Lima bulan setelah kami berpacaran, kami pun memutuskan untuk tinggal bersama dirumah sederhana ku. Rumah yang tak semengah istana tapi akan mampu melindunginya. Aku juga memintanya berhenti dari pekerjaannya dan melanjutkan kuliahnya lagi. Dia masih mudah dan sayang rasanya kalau dia hanya bekerja sebagai penjaga toko kosmetik, padahal dia sangat pintar. Hidupku rasanya lengkap dengan hadirnya dirinya. Setiap bangun pagi selalu ada yang menyediakan sarapan dan setiap malam selalu ada yang bisa kupeluk.

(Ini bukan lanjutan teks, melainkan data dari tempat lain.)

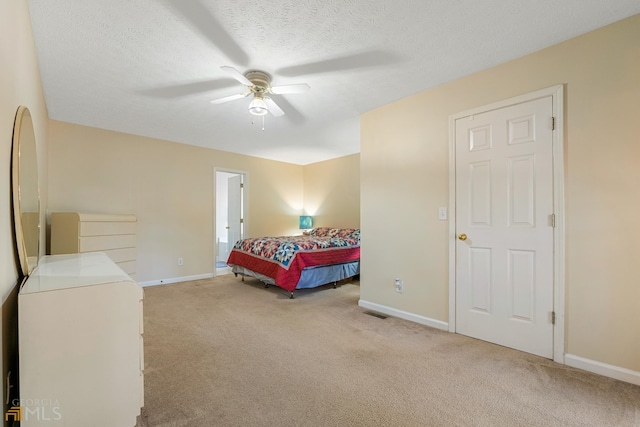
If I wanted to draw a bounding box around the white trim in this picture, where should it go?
[139,273,213,287]
[449,85,565,363]
[358,299,449,331]
[564,354,640,385]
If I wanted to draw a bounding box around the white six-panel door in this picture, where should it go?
[455,96,554,358]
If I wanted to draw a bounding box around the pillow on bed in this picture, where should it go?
[309,227,331,237]
[309,227,360,240]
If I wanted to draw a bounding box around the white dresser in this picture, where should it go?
[18,253,144,427]
[51,212,137,278]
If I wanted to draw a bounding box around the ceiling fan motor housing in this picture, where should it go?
[244,70,271,95]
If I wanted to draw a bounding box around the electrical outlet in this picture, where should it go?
[396,279,402,294]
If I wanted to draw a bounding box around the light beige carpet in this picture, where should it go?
[142,275,640,427]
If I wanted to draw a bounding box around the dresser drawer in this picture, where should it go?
[80,221,136,237]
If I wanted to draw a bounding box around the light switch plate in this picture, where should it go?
[438,208,447,221]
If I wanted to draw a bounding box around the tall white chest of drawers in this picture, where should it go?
[51,212,137,278]
[18,253,144,427]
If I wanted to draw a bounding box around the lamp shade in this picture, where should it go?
[300,215,313,230]
[249,98,269,116]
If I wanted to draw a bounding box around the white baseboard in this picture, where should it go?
[139,273,213,287]
[564,354,640,385]
[358,299,449,331]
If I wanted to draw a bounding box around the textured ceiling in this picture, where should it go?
[28,0,640,164]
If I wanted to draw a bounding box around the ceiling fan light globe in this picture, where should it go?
[249,98,269,116]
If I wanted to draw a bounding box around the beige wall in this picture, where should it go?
[304,154,360,228]
[49,121,303,282]
[360,15,640,371]
[0,0,48,413]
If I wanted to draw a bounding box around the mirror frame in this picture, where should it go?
[11,105,41,276]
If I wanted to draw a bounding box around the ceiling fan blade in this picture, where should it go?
[271,83,311,95]
[220,65,253,87]
[209,93,249,104]
[262,96,284,117]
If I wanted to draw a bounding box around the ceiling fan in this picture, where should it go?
[211,66,311,117]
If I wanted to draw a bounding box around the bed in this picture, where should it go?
[227,227,360,298]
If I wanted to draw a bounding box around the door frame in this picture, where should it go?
[212,166,249,277]
[449,85,565,364]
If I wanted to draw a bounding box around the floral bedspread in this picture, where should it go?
[227,227,360,291]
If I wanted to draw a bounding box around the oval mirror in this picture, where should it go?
[11,106,40,276]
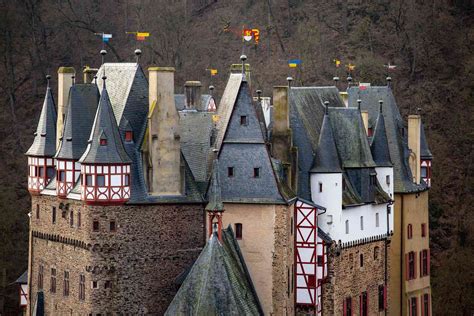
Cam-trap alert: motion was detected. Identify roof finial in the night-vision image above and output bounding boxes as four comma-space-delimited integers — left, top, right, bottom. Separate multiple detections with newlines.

“kuliahku sangat melelahkan, apa sebaiknya kita cari saja pembantu? Rasanya aku tak kan sanggup merapikan rumah lagi.” Katanya disuatu sore saat kami sedang duduk menikmati senja. “Tak perlu pembantu sayang, aku tak begitu suka ada orang lain berada dirumah kita. Biar aku saja yang mengerjakannya. Toh rumah kita tak begitu besar dan tak kan membutuhkan waktu yang banyak untuk merapikannya.” Dia langsung mengecup pipi ku.
“sayang baik banget. Nanti malam kita nonton yuk, udah lama enggak nonton” aku langsung mengiyakan ajakannya. Bahagia rasanya melihat dia tersenyum senang.

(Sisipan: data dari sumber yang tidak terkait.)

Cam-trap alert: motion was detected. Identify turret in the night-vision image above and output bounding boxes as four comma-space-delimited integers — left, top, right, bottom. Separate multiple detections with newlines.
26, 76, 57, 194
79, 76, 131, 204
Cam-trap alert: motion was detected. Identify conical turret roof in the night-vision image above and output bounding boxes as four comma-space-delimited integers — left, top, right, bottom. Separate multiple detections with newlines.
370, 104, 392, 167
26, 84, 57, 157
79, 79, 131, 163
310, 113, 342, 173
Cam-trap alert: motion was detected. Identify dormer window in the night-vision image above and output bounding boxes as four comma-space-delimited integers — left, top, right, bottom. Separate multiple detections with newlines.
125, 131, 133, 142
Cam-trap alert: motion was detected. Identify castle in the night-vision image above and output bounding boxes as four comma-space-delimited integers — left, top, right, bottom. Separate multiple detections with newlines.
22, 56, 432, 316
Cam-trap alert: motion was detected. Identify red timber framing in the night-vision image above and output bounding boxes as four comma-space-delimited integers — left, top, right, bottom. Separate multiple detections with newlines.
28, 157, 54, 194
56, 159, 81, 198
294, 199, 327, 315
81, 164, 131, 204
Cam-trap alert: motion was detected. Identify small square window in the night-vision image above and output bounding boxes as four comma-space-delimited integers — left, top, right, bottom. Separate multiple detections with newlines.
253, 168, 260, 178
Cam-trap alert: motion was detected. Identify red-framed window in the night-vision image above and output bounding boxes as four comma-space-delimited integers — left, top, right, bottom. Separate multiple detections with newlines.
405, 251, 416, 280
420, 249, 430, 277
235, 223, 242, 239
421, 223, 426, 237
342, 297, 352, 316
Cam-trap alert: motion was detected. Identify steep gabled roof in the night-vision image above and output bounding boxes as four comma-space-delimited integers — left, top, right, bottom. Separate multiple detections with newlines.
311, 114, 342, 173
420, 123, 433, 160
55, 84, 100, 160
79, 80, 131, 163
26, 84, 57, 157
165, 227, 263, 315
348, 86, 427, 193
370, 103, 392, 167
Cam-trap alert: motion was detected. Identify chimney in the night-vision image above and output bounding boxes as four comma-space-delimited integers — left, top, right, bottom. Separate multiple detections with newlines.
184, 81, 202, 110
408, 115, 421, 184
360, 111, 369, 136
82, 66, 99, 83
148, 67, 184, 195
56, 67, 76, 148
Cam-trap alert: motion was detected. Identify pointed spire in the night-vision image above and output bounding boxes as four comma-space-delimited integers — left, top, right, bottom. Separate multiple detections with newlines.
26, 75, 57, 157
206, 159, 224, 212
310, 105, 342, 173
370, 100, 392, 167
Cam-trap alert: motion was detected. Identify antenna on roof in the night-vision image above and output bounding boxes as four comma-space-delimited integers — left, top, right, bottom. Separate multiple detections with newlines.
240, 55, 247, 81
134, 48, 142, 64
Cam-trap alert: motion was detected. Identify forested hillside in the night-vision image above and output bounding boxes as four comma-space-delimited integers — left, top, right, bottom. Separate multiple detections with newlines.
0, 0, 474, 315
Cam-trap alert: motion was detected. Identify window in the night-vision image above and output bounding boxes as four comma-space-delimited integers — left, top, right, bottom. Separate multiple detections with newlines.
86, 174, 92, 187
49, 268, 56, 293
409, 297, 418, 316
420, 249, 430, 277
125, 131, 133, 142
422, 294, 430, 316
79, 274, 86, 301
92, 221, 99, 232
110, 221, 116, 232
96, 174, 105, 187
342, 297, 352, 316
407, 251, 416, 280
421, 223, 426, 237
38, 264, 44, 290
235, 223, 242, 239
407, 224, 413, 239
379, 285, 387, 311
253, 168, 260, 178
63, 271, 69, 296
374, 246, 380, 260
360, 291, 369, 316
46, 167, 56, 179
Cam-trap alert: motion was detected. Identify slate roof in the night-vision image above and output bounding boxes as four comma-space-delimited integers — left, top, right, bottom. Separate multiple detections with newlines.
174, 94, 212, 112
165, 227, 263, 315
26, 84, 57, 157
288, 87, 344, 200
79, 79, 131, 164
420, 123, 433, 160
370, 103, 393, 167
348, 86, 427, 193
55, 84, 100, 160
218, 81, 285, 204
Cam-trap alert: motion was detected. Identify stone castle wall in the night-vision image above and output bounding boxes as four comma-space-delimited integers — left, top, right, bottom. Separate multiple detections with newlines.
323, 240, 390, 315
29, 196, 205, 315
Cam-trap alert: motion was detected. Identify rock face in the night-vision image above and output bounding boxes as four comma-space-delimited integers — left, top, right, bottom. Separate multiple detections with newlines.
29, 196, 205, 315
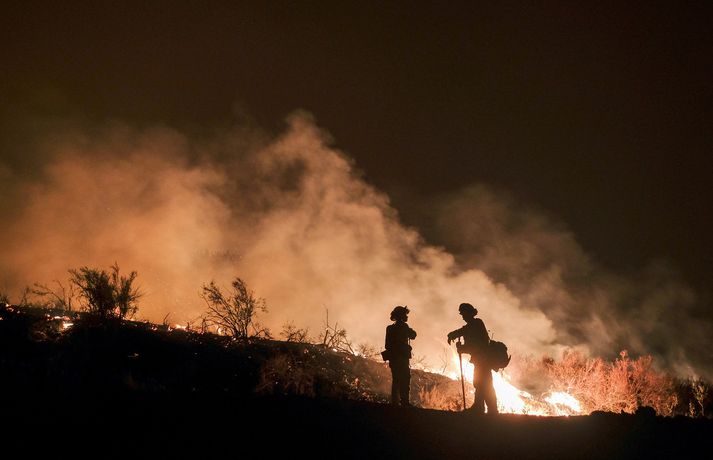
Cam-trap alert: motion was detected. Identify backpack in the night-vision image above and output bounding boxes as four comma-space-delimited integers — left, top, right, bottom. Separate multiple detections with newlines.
488, 340, 511, 371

Suatu malamketika aku baru pulang kerja kulihat wajah cemberutnya. Aku memang telat pulang karena tadi banyak pekerjaan dikantor. “maaf sayang, tadi banyak banget kerjaan dikantor.” Dia masih cemberut “padahal udah kumasakin sup ayam kesukaanmu, jadi dingin deh.”
“biar aku panaskan ya sayang, aku juga belum makan. Maaf ya sayang” dia akhirnya tak cemberut lagi ketika aku memakan sup ayamnya dengan lahap. Sebenarnya tadi dikantor aku sudah makan, tapi aku tak ingin dia kecewa. Jadi aku memakannya meski perutku sudah kenyang. “Yang, aku benci banget deh sama Nila dan Yolanda. Masak mereka mamer – mamerin tas baru mereka, katanya aku tak akan sanggup beli karena aku Cuma anak miskin. Katanya sich tas nya Gucci asli, tapi mungkin aja itu cuma barang tiruan. Mereka juga mengejek handphone ku karena katanya udah ketinggalan zaman.” Dia bercerita panjang lebar ketika aku sedang menyendokan sup kedalam mulut ku. “jangan berteman sama mereka lagi sayang.”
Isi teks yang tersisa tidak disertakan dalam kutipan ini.